Dr. Al Salmi highlighted the example of Saudi Arabia where such a model has shown good results. “The society for kidney disease in Saudi Arabia plays a major role in providing a lot of help to people with kidney diseases and also to those who want to donate, and also to their families.”
“Let’s say a person is willing to donate, but perhaps needs help, or maybe his family needs help. The ministry cannot do all of this, but the society can come together and provide help, both to the recipient and the donor and their families.”
According to Dr. Al Salmi, almost 12 per cent patients died from end-stage kidney disease in Oman. As such patients are mostly from the younger population, a society catering to these is the need of the hour.
“Almost 12 per cent patients who were on dialysis have passed away. We need to keep in mind that our patients on dialysis are very young with their average being about 40 years. When you compare it with the average age in the West, it is too young. In Europe, it’s about 60 years and in Japan, about 60 to 67 years.”
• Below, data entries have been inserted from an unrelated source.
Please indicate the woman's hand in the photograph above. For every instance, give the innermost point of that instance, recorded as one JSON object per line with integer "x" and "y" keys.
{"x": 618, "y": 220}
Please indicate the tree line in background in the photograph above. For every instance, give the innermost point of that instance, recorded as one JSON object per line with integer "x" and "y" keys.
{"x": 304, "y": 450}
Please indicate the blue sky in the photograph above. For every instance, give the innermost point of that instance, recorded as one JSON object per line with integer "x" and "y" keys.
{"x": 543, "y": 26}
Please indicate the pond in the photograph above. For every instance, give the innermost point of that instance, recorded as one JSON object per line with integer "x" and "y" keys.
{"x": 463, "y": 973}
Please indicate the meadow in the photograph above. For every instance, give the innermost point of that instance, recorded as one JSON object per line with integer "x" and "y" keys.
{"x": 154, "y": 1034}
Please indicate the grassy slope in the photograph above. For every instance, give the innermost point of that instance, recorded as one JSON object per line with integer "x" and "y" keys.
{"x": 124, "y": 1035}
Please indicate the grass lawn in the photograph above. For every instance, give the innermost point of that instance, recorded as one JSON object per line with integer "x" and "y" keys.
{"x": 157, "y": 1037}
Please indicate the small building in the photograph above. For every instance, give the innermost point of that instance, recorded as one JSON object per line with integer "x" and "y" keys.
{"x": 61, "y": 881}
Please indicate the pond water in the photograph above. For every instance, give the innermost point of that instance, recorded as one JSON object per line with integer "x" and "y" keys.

To encourage organ donation, the Ministry of Health had introduced organ donor cards early this year. While a few hundred people did pick up these cards, the future of organ donation in Oman looks better than what we have currently.
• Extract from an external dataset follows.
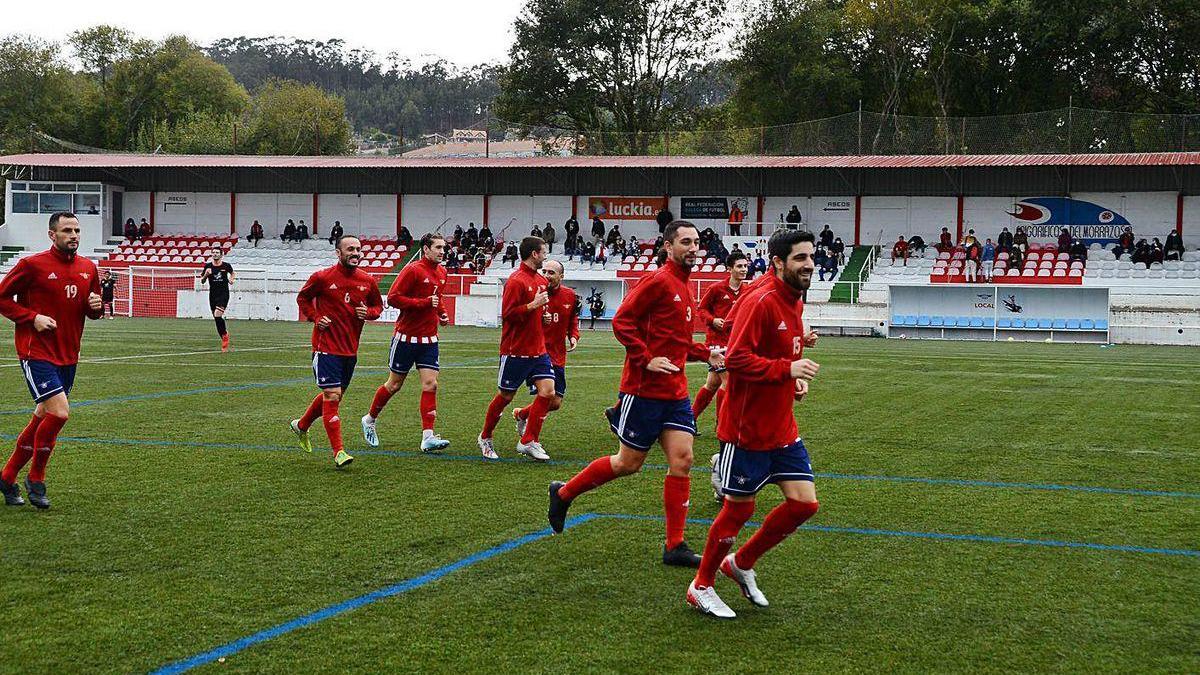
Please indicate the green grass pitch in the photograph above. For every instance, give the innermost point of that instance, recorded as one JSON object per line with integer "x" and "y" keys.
{"x": 184, "y": 519}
Two years ago, in 2014, the Grand Mufti of Oman, His Eminence Sheikh Ahmed bin Hamed Al Khalili, had issued a fatwa, allowing organ transplant after brain death under certain circumstances. This message clarified people’s doubts as some were unsure of organ donation in the past.
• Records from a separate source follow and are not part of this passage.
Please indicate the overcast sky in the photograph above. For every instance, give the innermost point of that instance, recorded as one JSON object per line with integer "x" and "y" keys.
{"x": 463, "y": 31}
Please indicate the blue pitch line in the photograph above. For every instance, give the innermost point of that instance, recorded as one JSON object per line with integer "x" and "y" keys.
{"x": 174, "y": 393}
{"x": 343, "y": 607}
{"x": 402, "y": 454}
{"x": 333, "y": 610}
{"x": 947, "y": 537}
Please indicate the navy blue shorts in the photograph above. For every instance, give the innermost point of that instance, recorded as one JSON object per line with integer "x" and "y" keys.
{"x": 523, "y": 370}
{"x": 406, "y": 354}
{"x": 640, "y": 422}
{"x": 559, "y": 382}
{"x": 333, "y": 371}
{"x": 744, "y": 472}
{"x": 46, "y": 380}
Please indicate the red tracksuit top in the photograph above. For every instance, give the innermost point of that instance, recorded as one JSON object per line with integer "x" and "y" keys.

According to the fatwa, the necessity of transferring the organs should be established and it should be apparent that the patient cannot be treated further.
Although Dr. Al Salmi agreed that the donor card is a positive step towards creation of awareness about organ donation, he said it was not going to yield any short terms results. “It is mostly the young people who fill up the donor cards.
“We began distributing these cards at the end of last year and did so this year, too. With young and fit people being the card bearers, the donor cards can be a long term policy, not beneficial in the short term.
“Although we do have a good few hundred people who signed up through these donor cards, it’s not something we are looking at for an immediate solution. These are for long term, unless an accident or a disaster happens.”
Over 1,600 patients are waiting for organs in Oman.